Now we just score each media range, and the one with the highest score is the best match. We return the q parameter of the best match.

def quality_parsed(mime_type, parsed_ranges): 

    """Find the best match for a given mime_type against a list of

       media_ranges that have already been parsed by

       parse_media_range(). Returns the 'q' quality parameter of the

       best match, 0 if no match was found. This function bahaves the

       same as quality() except that 'parsed_ranges' must be a list of

       parsed media ranges."""



    best_fitness = -1; best_match = ""; best_fit_q = 0



    (target_type, target_subtype, target_params) = parse_media_range(mime_type)

    for (type, subtype, params) in parsed_ranges:

        param_matches = sum([1 for (key, value) in \

                target_params.iteritems() if key != 'q' and \

                params.has_key(key) and value == params[key]])

        if (type == target_type or type == '*') 

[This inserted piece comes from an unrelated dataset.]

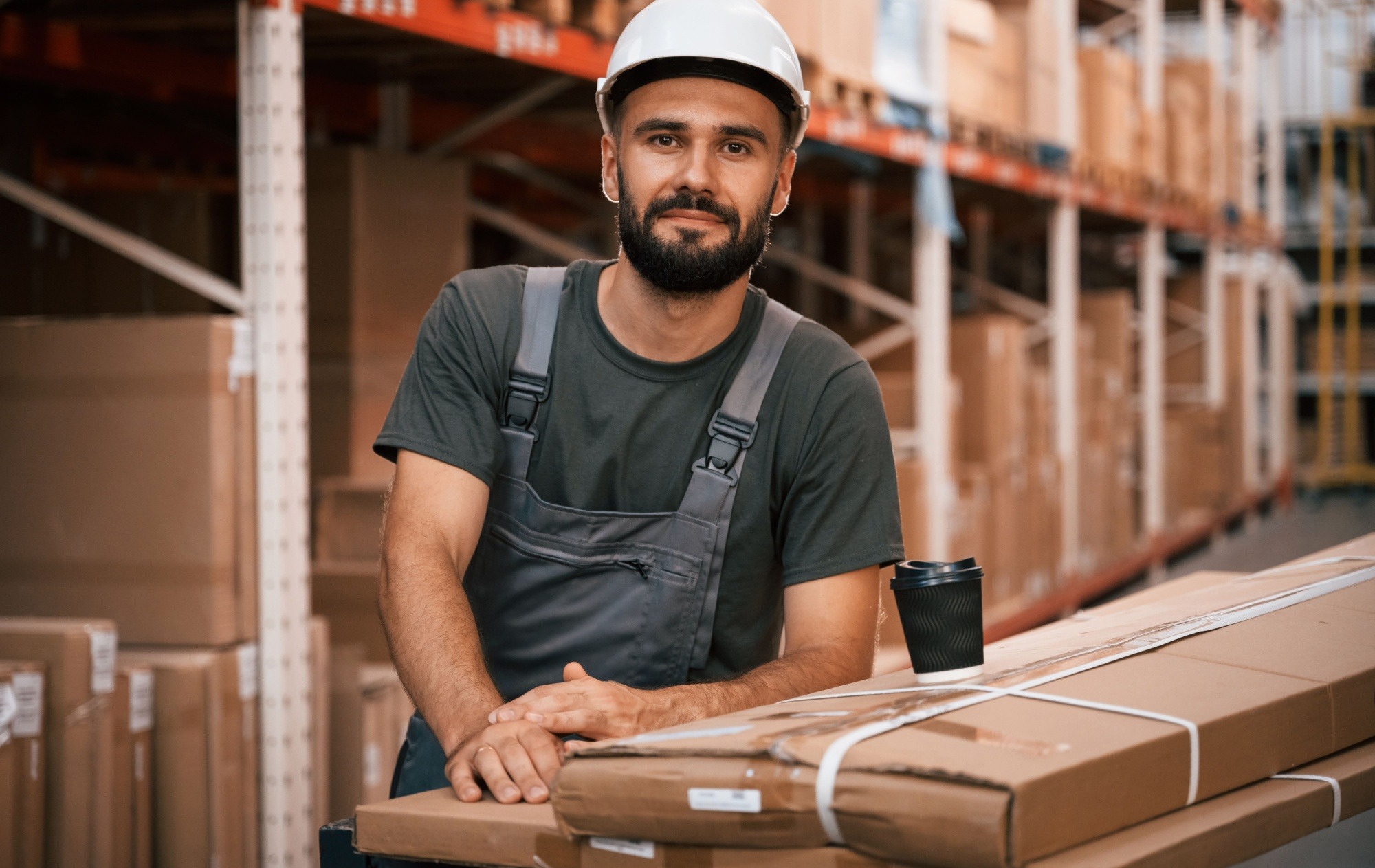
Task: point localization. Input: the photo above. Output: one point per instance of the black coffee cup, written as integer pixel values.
(941, 606)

		  and (subtype == target_subtype or subtype == "*"):

            fitness = (type == target_type) and 100 or 0

            fitness += (subtype == target_subtype) and 10 or 0

            fitness += param_matches

            if fitness > best_fitness:

                best_fitness = fitness

                best_fit_q = params['q']

    return float(best_fit_q)

The best_match function , which ties all of this together, takes the list of MIME types that we support and the value of the Accept: header and returns the best match.

def best_match(supported, header): 

    """Takes a list of supported mime-types and finds the best match

    for all the media-ranges listed in header. The value of header

    must be a string that conforms to the format of the HTTP Accept:

    header. The value of 'supported' is a list of mime-types.

    

    >>> best_match(['application/xbel+xml', 'text/xml'],\                 

        'text/*;q=0.5,*/*; q=0.1')

    'text/xml'    """

    parsed_header = [parse_media_range(r) for r in header.split(",")]

    weighted_matches = [(quality_parsed(mime_type, parsed_header), mime_type) 

	  for mime_type in supported]

    weighted_matches.sort()

    return weighted_matches[-1][0] and weighted_matches[-1][1] or ''

The full Python module, which includes comments and unit tests, is available from bitworking.org.

So now let's loop back to where we started. When we receive an HTTP request, part of our dispatching is going to depend on the media type. The header we need to look at depends on the type of the request or response. Using our newly created module, we can parse both the Content-Type and Accept headers. In the next column we'll jump into the meat of dispatching our incoming requests.